Yes, and private health insurance is mostly a non-issue here in Britain, as well (and they have to deliver - they can't compete with the NHS, and no one will give them money if there's a suggestion that they defraud patients the way US insurers do).

There's still an insurance industry here - mortgages routinely come with insurance for the property and a life policy on the owners to cover the insurance in the event that one of the mortgagees dies and leaves the other(s) unable to pay. But it's amazing how much less power they have when no one really needs them for healthcare or car insurance (in this case, because most people dont even need a car).
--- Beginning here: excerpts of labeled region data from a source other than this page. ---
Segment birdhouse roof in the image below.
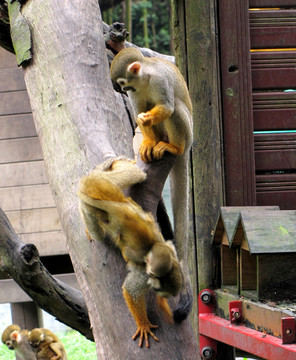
[235,210,296,254]
[212,206,279,245]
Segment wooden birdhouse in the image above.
[212,206,279,294]
[231,210,296,301]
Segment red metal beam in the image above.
[199,290,296,360]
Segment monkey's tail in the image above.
[170,151,193,322]
[170,152,189,264]
[174,280,193,323]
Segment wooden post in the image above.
[172,0,223,340]
[10,301,43,360]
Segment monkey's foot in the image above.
[85,228,94,242]
[132,323,159,348]
[153,141,184,159]
[139,140,156,162]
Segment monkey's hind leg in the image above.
[153,141,184,159]
[123,287,159,348]
[122,264,158,348]
[137,122,157,162]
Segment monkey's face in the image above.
[117,61,149,93]
[5,340,14,350]
[117,78,137,92]
[28,329,44,347]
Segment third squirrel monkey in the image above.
[78,160,183,347]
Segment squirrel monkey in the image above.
[78,160,183,347]
[2,324,37,360]
[110,47,192,162]
[110,47,193,278]
[28,328,67,360]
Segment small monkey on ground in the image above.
[28,328,67,360]
[2,324,37,360]
[78,160,183,347]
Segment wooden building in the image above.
[0,48,77,328]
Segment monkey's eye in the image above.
[117,79,126,86]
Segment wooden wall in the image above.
[0,48,67,256]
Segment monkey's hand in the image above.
[123,287,159,348]
[153,141,184,159]
[132,322,159,348]
[139,138,156,162]
[136,111,153,126]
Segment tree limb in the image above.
[0,209,93,340]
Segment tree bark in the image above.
[15,0,199,360]
[0,209,93,339]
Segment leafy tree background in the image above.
[103,0,172,54]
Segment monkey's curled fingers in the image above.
[136,111,152,126]
[132,323,159,348]
[139,140,156,162]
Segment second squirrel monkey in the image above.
[78,161,183,347]
[110,47,192,162]
[28,328,67,360]
[1,324,37,360]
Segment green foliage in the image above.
[0,330,97,360]
[103,0,171,54]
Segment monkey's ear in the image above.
[127,61,142,75]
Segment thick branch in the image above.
[0,209,93,339]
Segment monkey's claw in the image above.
[139,140,156,162]
[136,112,152,126]
[132,323,159,348]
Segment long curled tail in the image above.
[174,281,193,323]
[170,151,193,323]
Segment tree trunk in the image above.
[17,0,199,360]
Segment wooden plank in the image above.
[255,133,296,171]
[253,108,296,131]
[250,9,296,49]
[0,90,32,115]
[0,184,55,211]
[6,208,61,234]
[219,0,256,206]
[19,230,67,256]
[249,0,295,8]
[221,245,238,287]
[215,290,295,337]
[0,67,26,92]
[252,67,296,90]
[0,274,79,304]
[240,249,257,294]
[0,137,43,164]
[253,91,296,130]
[0,114,37,140]
[241,210,296,254]
[258,253,296,302]
[257,190,296,210]
[0,47,17,69]
[0,160,48,187]
[10,300,43,332]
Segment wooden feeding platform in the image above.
[212,206,279,294]
[231,210,296,302]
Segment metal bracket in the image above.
[198,289,217,360]
[229,300,243,325]
[198,289,296,360]
[282,317,296,344]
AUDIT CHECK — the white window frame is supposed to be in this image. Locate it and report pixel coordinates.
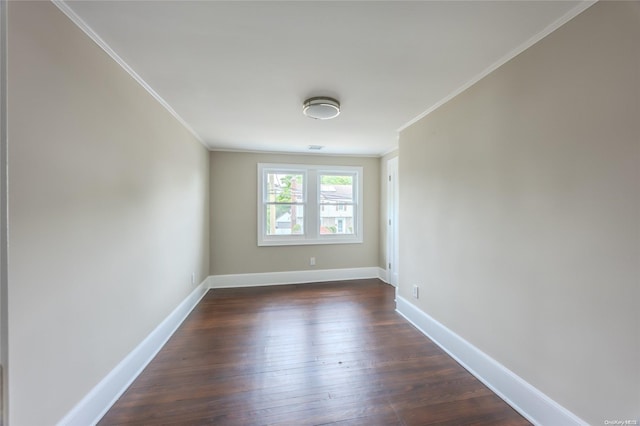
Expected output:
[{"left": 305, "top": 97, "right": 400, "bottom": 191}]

But in California, they already found that they can't afford to enforce the law against big ensurers - they don't have the budget for it. In California.

6:50 AM  
Blogger Iwonder said...

There is much much more wrong with healthcare in this country than the insurance issue, but if that problem is sovled responsibly and completely it would go a long way to helping get doctors back on track of being physicians instead of insurance-driven minions. As a victim of this country's health care system I have and will continue to voice this need to congress. Thanks for posting this.

7:23 AM  
Blogger Ruth said...

Iwonder, all of us are a misstep away from disaster under the existing system.

7:39 AM  
Blogger Iwonder said...

Absolutely. If only people could understand that. This attitude of "if it doesn't affect me, I don't care" is really a problem. You don't know how bad it is until you need it. People do not realize that without health insurance you can die in an emergency room, or worse, live with the consequences of it. They have always had healthcare, or they think that working people all have health care and only welfare receipients are at risk, so they somehow deserve it. Not true.

8:56 AM  
Blogger JohnW said...

I don't know about the likelyhood of shrinking or otherwise dis-empowering the insurance industry here in the U.S., but I do wish that anyone who uses the phrase "affordable insurance" would at least remember ALWAYS to attach the phrase "FOR ALL." Because there are a lot of us, a lot of us, who are already a little bit sick with one thing and another. You know, like when you are suddenly over 55 years old.